Pulak Biswas (1941—29 August 2013) was a leading artist and children's book illustrator from India.

== Biography ==

Biswas was born in Dhaka, British India. After training at the Government College of Art, Kolkata, he worked for many years in the advertising industry. He was the recipient of an UNESCO fellowship for advanced studies in Graphic Design and Illustration. He also studied at Hornsey College, London, and the Rietvald Academy, Amsterdam.

He has also held several solo and group exhibitions in India and Europe.

==Children's literature==
In the 80s, Biswas left advertising graphics and joined the cartoonist K. Shankar Pillai at the Children's Book Trust, New Delhi.
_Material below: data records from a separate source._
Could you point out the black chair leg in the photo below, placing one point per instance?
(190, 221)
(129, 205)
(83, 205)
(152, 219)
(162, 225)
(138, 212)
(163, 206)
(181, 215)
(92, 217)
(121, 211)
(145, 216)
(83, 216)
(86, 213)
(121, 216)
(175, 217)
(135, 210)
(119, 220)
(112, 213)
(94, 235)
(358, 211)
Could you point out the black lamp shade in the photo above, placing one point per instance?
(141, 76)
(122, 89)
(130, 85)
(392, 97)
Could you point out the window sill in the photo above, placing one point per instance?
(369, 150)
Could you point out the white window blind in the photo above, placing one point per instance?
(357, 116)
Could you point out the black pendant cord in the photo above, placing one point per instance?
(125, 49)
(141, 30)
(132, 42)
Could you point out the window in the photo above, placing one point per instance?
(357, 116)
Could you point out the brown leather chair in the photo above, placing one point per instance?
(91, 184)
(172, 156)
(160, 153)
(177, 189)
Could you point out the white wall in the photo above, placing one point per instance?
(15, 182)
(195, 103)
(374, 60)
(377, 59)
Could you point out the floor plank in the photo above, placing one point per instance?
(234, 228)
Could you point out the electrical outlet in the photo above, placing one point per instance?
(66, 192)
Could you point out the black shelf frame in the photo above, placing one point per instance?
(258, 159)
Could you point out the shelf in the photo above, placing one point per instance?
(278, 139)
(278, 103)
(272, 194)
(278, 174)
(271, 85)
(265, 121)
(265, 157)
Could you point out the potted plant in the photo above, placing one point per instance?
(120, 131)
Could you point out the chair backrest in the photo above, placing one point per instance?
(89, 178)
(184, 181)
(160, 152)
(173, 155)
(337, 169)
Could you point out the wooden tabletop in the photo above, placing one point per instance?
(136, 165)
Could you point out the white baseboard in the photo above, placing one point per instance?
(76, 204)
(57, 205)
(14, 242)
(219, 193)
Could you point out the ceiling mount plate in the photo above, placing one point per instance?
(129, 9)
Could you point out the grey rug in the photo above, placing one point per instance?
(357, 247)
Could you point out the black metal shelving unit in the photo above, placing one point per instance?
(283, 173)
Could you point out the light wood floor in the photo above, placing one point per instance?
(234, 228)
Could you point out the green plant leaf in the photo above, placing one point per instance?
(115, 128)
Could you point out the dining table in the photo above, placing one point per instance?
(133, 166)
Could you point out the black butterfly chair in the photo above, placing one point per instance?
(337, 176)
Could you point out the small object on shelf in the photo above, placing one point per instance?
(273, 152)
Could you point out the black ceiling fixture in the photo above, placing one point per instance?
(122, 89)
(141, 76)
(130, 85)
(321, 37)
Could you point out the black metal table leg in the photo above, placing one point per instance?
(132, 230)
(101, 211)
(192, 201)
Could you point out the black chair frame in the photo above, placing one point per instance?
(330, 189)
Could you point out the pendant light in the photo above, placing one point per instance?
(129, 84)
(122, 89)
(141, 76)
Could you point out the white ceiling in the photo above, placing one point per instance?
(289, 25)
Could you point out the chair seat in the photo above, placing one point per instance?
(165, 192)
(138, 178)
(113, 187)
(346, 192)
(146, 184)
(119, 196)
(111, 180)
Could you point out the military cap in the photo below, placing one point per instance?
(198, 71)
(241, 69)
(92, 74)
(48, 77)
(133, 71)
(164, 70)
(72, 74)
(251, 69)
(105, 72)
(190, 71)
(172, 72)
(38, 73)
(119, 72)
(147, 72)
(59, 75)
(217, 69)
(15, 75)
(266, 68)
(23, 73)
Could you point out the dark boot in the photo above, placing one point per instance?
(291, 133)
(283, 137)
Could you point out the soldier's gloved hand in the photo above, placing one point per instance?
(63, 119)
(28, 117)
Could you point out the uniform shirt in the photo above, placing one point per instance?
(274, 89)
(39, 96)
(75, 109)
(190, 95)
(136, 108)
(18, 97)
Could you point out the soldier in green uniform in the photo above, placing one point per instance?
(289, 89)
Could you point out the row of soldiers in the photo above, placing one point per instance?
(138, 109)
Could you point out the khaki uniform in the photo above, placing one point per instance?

In 1992–93, he won the National Award for Children's Literature in for Ashok's New Friend (written by Deepa Agarwal). Some of his other remarkable books are: Mahagiri and Amma Pyari Amma, A Day in the Life of Maya of Mohenjo-Daro, published by Children's Book Trust, Very busy ants (wordless classic) published by National Book Trust, Hen Sparrow Turns Purple" (winning the Grand Prix at the Biennale of Illustrations, Bratislava) and Catch that crocodile by Tara Publishers.

In 1999, his Tiger on a Tree written by Anushka Ravishankar, won the Biennial of Illustration Bratislava, and in 2005 was listed in the American Library Association's List of Notable Books.

==Death==
Biswas spent last several years immersed in painting. He died on 29 August 2013.